The evidence suggests that borrower-based measures are effective in limiting a build-up of systemic risks from the deterioration of RRE lending standards, thereby reducing vulnerabilities. The cross-country distributions of changes in the average LTV and LSTI ratios lie to some extent in negative territory for countries where borrower-based tools such as LTV and DSTI limits were in place (see Chart A.7). This implies that some countries with such measures in place registered improvements in lending standards between 2016 and 2018. By contrast, the cross-country distributions of changes in average LTV and LSTI ratios are tilted towards the positive side for countries where no borrower-based tools were in place. This implies that many countries without LTV or DSTI limits experienced deteriorating average LTV and LSTI ratios over the review period. These findings are corroborated by the econometric evidence: banks in countries with borrower-based instruments in place had more conservative average LTV and LTI ratios (-1.14 p.p. and -0.45 p.p. respectively), and they saw less of a deterioration in the average LTV, LTI and LSTI ratios (-1.7 p.p., -0.16 p.p. and -1.8 p.p. respectively) between 2016 and 2018 compared with banks in countries where such instruments were not yet activated (see Table A.1).

Chart A.7

Borrower-based measures help to contain the loosening of lending standards and thereby contribute to limiting a build-up of vulnerabilities

Source: SSM credit underwriting data collection exercise in 2019.
Notes: The yellow bar denotes the difference between the median and the 75th percentile, while the blue bar denotes the difference between the 25th percentile and the median. The lines indicate the min.-max. range.
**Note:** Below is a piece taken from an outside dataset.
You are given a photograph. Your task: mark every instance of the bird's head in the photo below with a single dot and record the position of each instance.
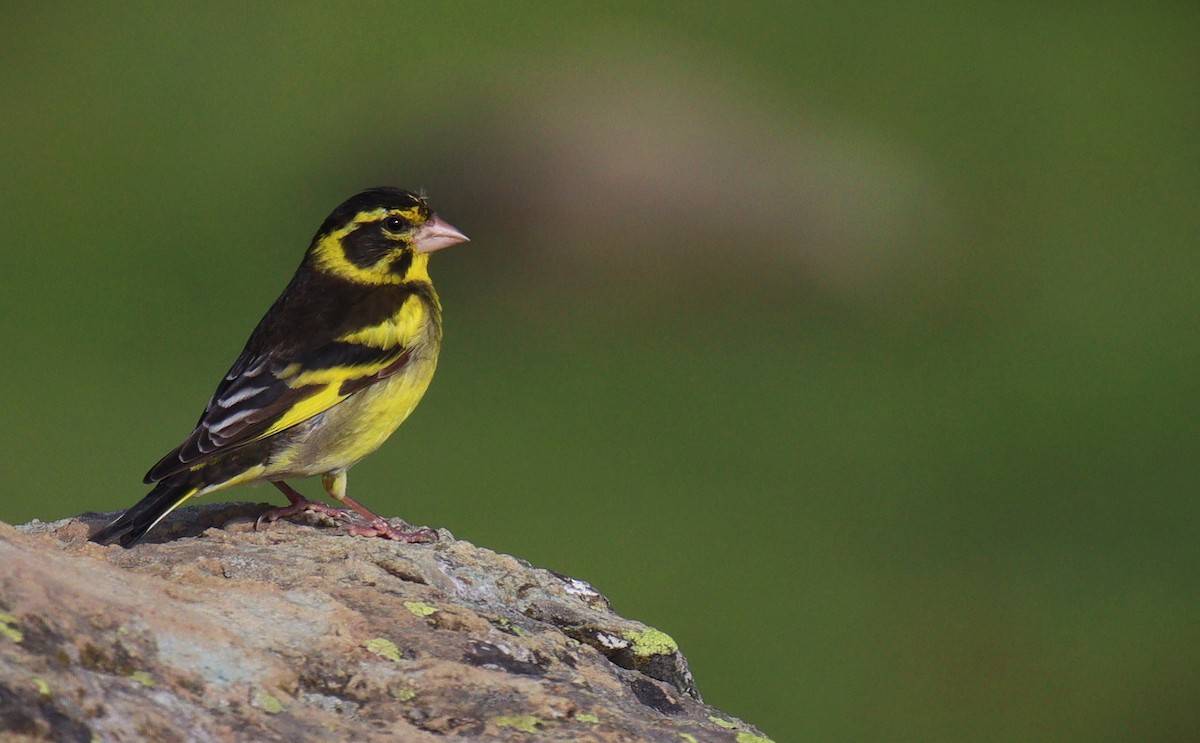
(379, 237)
Countries that imposed borrower-based measures (either in form of legally binding limits or recommendations) often saw reductions in the share of the riskiest loan segments in terms of lending standards. For example, in countries with LTV limits in place, the share of loans with an LTV ratio greater than 80% declined by between 0.5 p.p. and 5 p.p. between 2016 and 2018 (IE, NL, PT, SI, SK) (see Chart A.8). In many countries without such measures in place, the share of loans with an LTV ratio above 80% increased during the same period (AT[15], BE, DE, FR, IT). In addition, in some countries with DSTI policies in place (NL, PT, SK), the share of loans with an LSTI ratio greater than 45% declined between 2016 and 2018, while it increased in some of the countries that did not have DSTI limits in place (AT, BE, DE, GR). Moreover, the largest increases in the share of loans with an LTI ratio above 5 were also seen in countries without DSTI limits in place (AT, BE, DE, FR).

Chart A.8

Countries where borrower-based measures are in place often saw reductions in the share of the riskiest loan segments in terms of lending standards

Source: SSM credit underwriting data collection exercise in 2019.
Notes: In AT and PT, borrower-based measures were enacted at the end of 2018. BBMs: borrower-based measures.


Conclusion

This special feature has shown that loosening lending standards may have contributed to an increase in RRE vulnerabilities in some euro area countries and that macroprudential policy can mitigate such vulnerabilities. In particular, the broad-based rise in average LTI ratios has increased the vulnerability of many households to negative income shocks. Given the significant deterioration in the euro area economic outlook since the coronavirus outbreak, this RRE vulnerability seems of particular relevance. While pre-emptive macroprudential policy action has contributed to containing vulnerabilities arising from loosening lending standards in some countries, more timely policy action would have been desirable in some euro area countries, as also reflected in the 2019 ESRB warnings and recommendations. A key lesson for macroprudential policy is that the use of borrower-based measures early on in the upswing of the RRE cycle can help contain the build-up of vulnerabilities that could otherwise arise from long periods of loose lending standards.

Box A
Quantifying the drift in banks’ net interest margins on residential mortgages

Prepared by Desislava Andreeva, Marco Belloni, Benjamin Klaus, Dejan Krusec and Dilyara Salakhova

Net interest income is the dominant income source for euro area banks. Declines in interest rates result in higher intermediation volumes, supporting income. At the same time, they squeeze margins, in particular when part of banks’ funding costs are bound by zero and no longer decline in synch with market rates, while the yield on bank assets still does.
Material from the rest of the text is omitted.